A pesar de que fue hace casi un mes, la celebración hubo de posponerse hasta bien entrado el mes de Diciembre.
Día completo que comenzó a las 6 de la tarde, bajo un manto de lluvia que calaba hasta los huesos. Visita relámpago a FNAC y nuevo paseo por el centro de Madrid en dirección a la sidrería donde se efectuó el magno evento cumpleañero. La calle Fuencarral, mojada y atascada por el gentío, fue testigo de las andanzas, chanzas y bromas de parte del grupo.

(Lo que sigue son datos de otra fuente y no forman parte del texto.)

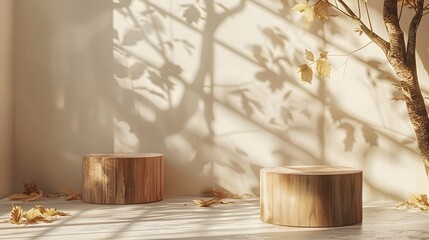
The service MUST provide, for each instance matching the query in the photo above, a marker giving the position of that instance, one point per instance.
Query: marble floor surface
(180, 218)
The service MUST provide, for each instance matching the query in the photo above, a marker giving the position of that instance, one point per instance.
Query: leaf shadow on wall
(176, 110)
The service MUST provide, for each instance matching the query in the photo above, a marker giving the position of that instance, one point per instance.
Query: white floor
(180, 218)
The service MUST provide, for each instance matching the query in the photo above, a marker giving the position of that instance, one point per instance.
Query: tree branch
(383, 44)
(397, 49)
(412, 34)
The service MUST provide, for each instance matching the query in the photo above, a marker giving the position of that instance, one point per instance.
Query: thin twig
(400, 12)
(368, 16)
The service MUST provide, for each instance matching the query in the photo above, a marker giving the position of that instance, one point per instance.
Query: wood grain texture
(123, 178)
(311, 196)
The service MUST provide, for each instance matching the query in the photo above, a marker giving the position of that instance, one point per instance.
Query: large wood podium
(123, 178)
(311, 196)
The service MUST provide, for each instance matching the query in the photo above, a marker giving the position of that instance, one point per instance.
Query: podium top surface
(311, 170)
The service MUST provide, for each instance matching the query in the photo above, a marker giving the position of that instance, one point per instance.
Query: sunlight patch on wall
(125, 140)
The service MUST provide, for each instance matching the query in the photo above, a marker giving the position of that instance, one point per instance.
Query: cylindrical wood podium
(311, 196)
(123, 178)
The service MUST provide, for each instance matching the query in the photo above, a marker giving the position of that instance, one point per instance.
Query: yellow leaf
(309, 55)
(308, 12)
(299, 7)
(324, 54)
(321, 10)
(34, 196)
(33, 213)
(306, 73)
(424, 199)
(18, 196)
(50, 212)
(207, 203)
(323, 68)
(41, 209)
(16, 215)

Una vez llegados al lugar de los hechos, tras infructuosas paradas en diversos cajeros de la mencionada calle, se sidreó con delectación, se habló de todo menos del tiempo, descubrimos una nueva especie de primate especializado en la sustracción de monederos y tarjetas de crédito -ni la mona Chita en todo su bagaje laboral, habrá conocido tamañas cotas de lucidez, y desenvoltura-, perros con dietas, cuando menos, discutibles; cantantes encumbradas por razones ajenas a la calidad de su voz, cantautores conocidísimos en su casa a la hora de comer...
A todo esto llegó la segunda hornada de invitados, venidos de lejanas tierras inclusive, para disfrutar con los productos típicos del norte de la península en forma de tortilla paisana, croquetas y una surtida variedad de quesos que hicieron las delicias de todos.
Tras ello, entrega de regalos de los que estoy dando buena cuenta, paseo hasta un bar con aire bohemio, última ingesta de líquidos y cada mochuelo a su olivo, que no eran horas, el fin de semana había sido largo y estos momentos hay que paladearlos con mesura.